Champions know how to do one thing very well – win. Almost three years after winning her last title – 2017 Australian Open, Serena won her first title in three years and first since becoming a mother with victory over Jessica Pegula at the Auckland Classic. The 23-time Grand Slam singles champion beat her fellow American 6-3 6-4.
It is the 38-year-old’s first singles title since 2017 and her 73rd WTA title overall. This victory makes it four decades of being a champion. Serena had lost five finals in a row; Wimbledon 2018, 2018 US Open, Rogers Cup 2019, Wimbledon 2019, and 2019 US Open.

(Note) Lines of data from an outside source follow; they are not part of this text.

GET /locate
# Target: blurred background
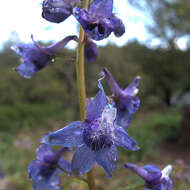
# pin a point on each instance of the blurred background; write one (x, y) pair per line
(156, 46)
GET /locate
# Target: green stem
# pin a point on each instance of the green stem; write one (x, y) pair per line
(82, 89)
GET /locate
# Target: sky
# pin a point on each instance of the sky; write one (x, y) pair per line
(21, 18)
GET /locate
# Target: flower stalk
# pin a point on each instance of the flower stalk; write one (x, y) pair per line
(80, 70)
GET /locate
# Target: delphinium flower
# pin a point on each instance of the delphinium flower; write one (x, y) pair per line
(126, 101)
(36, 57)
(99, 21)
(90, 50)
(155, 178)
(96, 138)
(44, 171)
(58, 10)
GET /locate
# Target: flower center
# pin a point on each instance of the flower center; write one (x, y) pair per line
(97, 137)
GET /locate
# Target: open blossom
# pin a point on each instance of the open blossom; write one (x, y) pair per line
(99, 21)
(126, 101)
(155, 178)
(36, 57)
(58, 10)
(96, 139)
(44, 171)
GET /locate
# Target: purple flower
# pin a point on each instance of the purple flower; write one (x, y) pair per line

Is this jinx broken? It marks a fresh start for Serena, it is her first tournament of the 2020 season and with the first Grand Slam tournament of the year, the Australian Open just eight days away, this is the very best motivation she could have possibly gotten. In previous finals, Serena lacked confidence of a champion, but it was different this time. Despite making a slow start in Auckland, with Pegula taking a 3-1 lead in the first set, she recovered to win the next five games and close out the opening set. Serena broke the unseeded Pegula’s serve early in the second set and converted her fourth match point to ensure victory
She celebrated on court with her daughter, Olympia, with whom she was eight weeks pregnant when she won her last Grand Slam title in Melbourne. She said after her victory that she would donate her prize money in Auckland and a dress she had worn to the Australian bushfire appeal. “I have been playing for so long and been through so much and I’m happy to be doing something I love,” Williams said. “I feel fortunate and blessed to be out here and to be healthy and to play.”
A Grand Slam conquest is the next target for her with Australian Open beginning 20 January, and Serena bidding to equal Margaret Court’s record of 24 Grand Slam singles titles. She goes into the Australian Open seeded eighth and she will fight for that elusive 24th again. Over and over, she has proven to have the right mental fortitude to reach her desired goal and even if she fails, she keeps going. It will definitely not come easy as no one will hand her a Grand Slam title on a plate.
Serena Williams has nothing more to prove – she is a champion and a winner but one or two more Grand Slam titles would be the icing on the cake for her illustrious career. The fact that she can still compete at this level at 38 is, in itself, beyond admirable and at this rate, if she remains competitive, she will keep going.
It has been an incredible journey with perhaps the greatest female tennis player and as she enters a new phase of her career, the turn of the decade could just be the new page she needed in her career’s closing chapters.